ただし、計算問題だけができればいいわけではないと原田さんは語る。基礎的な計算力がついていない子がいる一方で、中学・高校の数学を「大学受験のための勉強」と捉える人も多いと指摘する。
「日本の子どもは計算問題ができても文章題ができないと言われています。というのも、日本では『中学・高校の教育は大学受験のためにある』と思っている人が多く、点数を取ることが優先されてきました。
受験でも学校の定期試験でも計算ができればそれなりに点数が取れますし、点数が高いといい、低いとダメという価値観が根強くありました。けれど、それでは『計算で正解を出せればそれでいい』と思ってしまい、その後の学びにつながりにくいのでは」と原田さんは危惧する。
「習った方法だけ」は本当に生徒のため?
受験を優先した数学指導への疑問はほかにもあるという。
「数学には定理がいろいろありますが、教科書に載っていないものもあります。中には、大学受験を意識して『教科書にない解き方はしないように』と指導する教員もいます。試験で減点になるリスクを減らすためですが、大学では『高校教科書に載っていたかどうかより、正しいかどうか』『定理を使って必要なことを調べられるか』のほうが重要になります。

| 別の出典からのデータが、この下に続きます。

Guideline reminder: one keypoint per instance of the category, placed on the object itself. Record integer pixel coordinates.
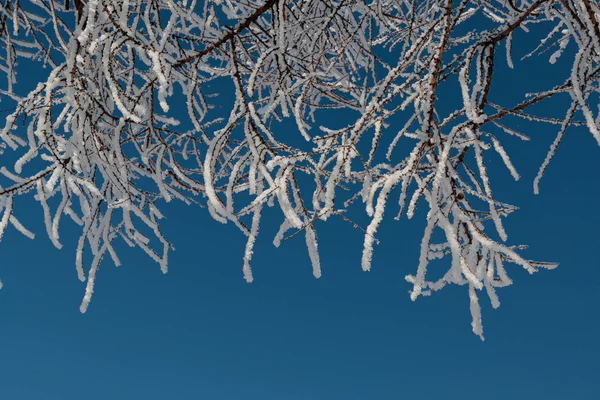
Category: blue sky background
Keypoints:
(201, 332)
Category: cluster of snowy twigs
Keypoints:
(101, 144)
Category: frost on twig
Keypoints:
(125, 119)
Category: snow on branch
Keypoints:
(125, 118)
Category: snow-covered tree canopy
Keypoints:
(332, 105)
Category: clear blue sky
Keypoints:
(201, 332)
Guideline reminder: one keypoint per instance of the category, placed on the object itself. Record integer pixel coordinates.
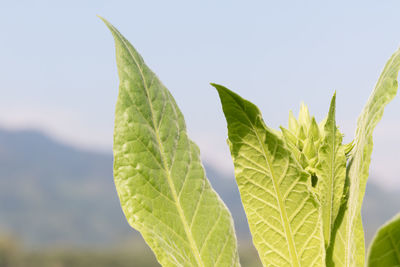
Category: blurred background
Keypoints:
(58, 87)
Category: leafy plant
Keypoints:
(301, 187)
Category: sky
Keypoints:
(58, 71)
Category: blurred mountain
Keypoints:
(53, 194)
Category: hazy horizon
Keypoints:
(59, 71)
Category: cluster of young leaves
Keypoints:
(301, 187)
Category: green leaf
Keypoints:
(283, 214)
(385, 248)
(160, 180)
(348, 247)
(331, 172)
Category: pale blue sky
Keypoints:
(59, 74)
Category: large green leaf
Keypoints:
(283, 214)
(347, 249)
(160, 180)
(331, 172)
(385, 248)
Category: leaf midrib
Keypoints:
(192, 243)
(284, 217)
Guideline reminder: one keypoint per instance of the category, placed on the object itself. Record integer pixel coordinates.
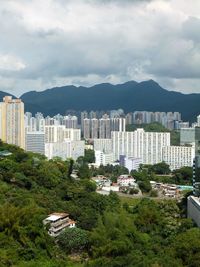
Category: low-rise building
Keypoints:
(178, 156)
(64, 150)
(130, 163)
(58, 222)
(126, 180)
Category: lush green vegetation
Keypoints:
(110, 232)
(156, 127)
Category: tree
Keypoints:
(84, 171)
(160, 168)
(73, 239)
(183, 175)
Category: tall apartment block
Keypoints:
(140, 144)
(12, 121)
(196, 165)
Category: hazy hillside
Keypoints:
(130, 96)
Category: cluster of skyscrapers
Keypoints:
(63, 136)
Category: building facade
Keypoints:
(12, 130)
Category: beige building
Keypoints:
(12, 121)
(58, 222)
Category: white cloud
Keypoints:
(58, 42)
(11, 63)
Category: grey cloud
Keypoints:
(137, 42)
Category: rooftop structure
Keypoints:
(58, 222)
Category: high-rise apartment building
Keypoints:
(35, 142)
(94, 128)
(140, 144)
(86, 128)
(12, 129)
(196, 164)
(104, 127)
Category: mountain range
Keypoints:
(130, 96)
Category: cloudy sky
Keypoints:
(46, 43)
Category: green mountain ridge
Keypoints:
(130, 96)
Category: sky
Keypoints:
(52, 43)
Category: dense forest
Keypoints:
(110, 231)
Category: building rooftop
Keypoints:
(5, 153)
(56, 216)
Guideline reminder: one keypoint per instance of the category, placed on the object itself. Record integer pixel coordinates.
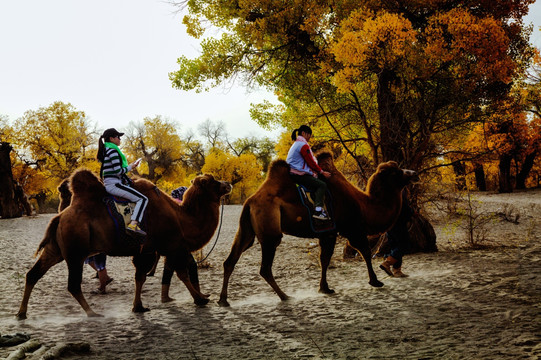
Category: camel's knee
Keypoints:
(266, 272)
(74, 288)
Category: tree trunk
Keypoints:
(9, 208)
(460, 173)
(504, 166)
(525, 170)
(480, 179)
(393, 132)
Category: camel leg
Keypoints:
(142, 263)
(75, 277)
(327, 244)
(242, 242)
(153, 269)
(268, 249)
(199, 299)
(193, 274)
(361, 245)
(49, 257)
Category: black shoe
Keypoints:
(320, 215)
(135, 230)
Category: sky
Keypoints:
(112, 58)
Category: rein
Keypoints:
(217, 234)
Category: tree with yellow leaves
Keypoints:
(395, 75)
(242, 171)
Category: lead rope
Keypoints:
(217, 234)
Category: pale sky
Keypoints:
(111, 59)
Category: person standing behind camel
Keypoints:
(114, 167)
(398, 240)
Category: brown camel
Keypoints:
(276, 208)
(84, 228)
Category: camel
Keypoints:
(84, 229)
(275, 209)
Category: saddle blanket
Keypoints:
(120, 211)
(317, 225)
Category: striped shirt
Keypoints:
(112, 165)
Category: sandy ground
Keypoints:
(457, 303)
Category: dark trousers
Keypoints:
(398, 240)
(319, 187)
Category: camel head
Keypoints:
(326, 162)
(207, 185)
(389, 176)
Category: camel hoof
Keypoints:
(376, 283)
(326, 291)
(201, 302)
(140, 309)
(223, 303)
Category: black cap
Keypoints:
(112, 132)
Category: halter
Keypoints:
(217, 234)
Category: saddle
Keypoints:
(317, 225)
(120, 210)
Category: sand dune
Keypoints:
(456, 304)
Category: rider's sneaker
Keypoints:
(135, 229)
(320, 215)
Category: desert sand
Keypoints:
(458, 303)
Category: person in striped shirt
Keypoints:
(114, 167)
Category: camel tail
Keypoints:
(50, 234)
(246, 230)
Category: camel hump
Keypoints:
(278, 169)
(50, 234)
(84, 181)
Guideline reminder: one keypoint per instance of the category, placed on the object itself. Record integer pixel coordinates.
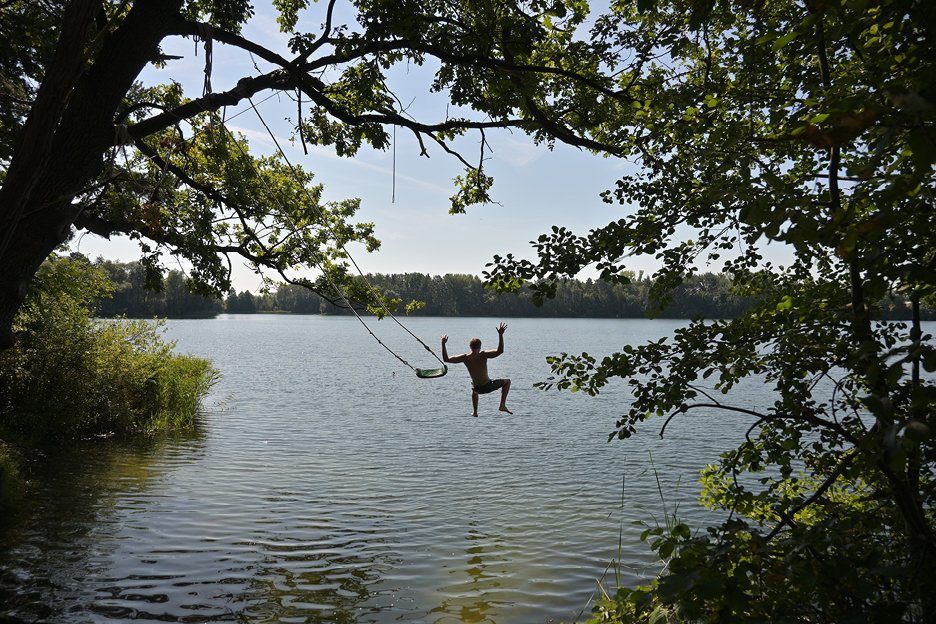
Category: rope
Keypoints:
(332, 232)
(324, 222)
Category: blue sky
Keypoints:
(535, 188)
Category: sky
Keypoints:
(404, 194)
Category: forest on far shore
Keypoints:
(706, 295)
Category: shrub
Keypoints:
(71, 376)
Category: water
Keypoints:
(326, 483)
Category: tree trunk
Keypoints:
(62, 144)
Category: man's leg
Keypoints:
(504, 390)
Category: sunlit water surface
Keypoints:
(327, 483)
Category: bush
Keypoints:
(73, 377)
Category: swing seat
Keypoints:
(429, 373)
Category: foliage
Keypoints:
(809, 125)
(73, 377)
(90, 148)
(131, 296)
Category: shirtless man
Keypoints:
(476, 363)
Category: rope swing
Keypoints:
(422, 373)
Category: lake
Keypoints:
(327, 483)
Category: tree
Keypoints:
(183, 185)
(809, 124)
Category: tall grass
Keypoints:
(72, 377)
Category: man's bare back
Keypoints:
(476, 363)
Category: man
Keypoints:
(476, 363)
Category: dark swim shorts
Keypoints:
(490, 386)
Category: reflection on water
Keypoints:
(333, 486)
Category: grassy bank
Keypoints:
(71, 377)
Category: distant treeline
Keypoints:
(707, 295)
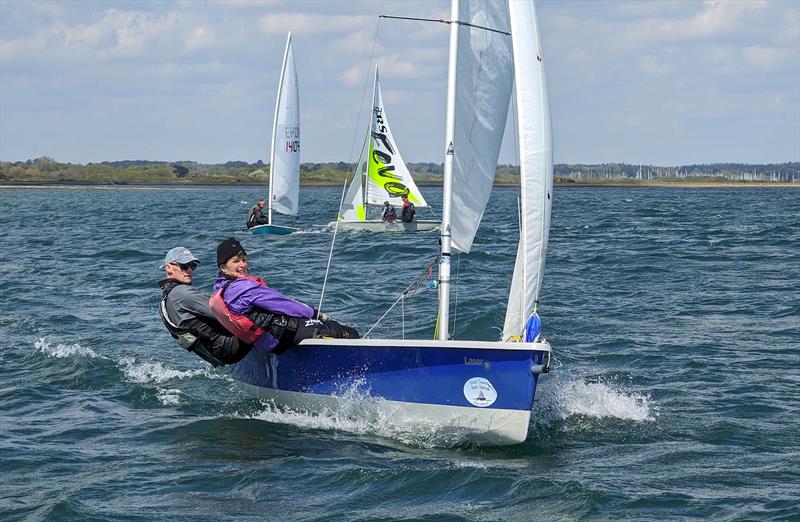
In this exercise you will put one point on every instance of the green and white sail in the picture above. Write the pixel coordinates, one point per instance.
(284, 171)
(382, 175)
(388, 177)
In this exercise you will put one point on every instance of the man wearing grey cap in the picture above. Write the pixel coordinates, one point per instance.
(186, 314)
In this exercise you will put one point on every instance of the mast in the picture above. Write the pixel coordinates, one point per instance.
(447, 197)
(275, 123)
(369, 141)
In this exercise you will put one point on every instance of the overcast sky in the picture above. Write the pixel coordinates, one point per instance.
(654, 82)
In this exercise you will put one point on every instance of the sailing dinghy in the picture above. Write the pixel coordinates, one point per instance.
(284, 163)
(381, 176)
(471, 390)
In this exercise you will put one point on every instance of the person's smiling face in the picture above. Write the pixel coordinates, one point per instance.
(235, 266)
(181, 272)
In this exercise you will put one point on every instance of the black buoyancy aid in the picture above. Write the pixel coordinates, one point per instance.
(186, 338)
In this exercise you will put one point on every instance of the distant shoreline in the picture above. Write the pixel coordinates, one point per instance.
(562, 184)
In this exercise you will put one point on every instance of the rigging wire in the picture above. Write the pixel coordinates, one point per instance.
(330, 254)
(405, 294)
(456, 285)
(443, 21)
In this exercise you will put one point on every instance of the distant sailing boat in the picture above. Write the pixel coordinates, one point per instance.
(386, 178)
(284, 163)
(476, 390)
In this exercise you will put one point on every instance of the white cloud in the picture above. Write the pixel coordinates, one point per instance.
(302, 23)
(653, 68)
(766, 58)
(717, 17)
(200, 38)
(352, 76)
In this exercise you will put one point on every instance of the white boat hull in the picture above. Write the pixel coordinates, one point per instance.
(455, 390)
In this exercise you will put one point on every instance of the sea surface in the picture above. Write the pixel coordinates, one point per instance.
(674, 315)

『教わったことしかやらなくていい』と教えられた生徒は自発的に行動しなくなるでしょう。社会に出ても、『その仕事のやり方は教わっていません』と言うようになるのではないでしょうか」
だからこそ、「基礎的な計算能力をしっかり身につけたうえで、数学の理論や意味を理解できるような教え方が必要だ」と原田さんは考えている。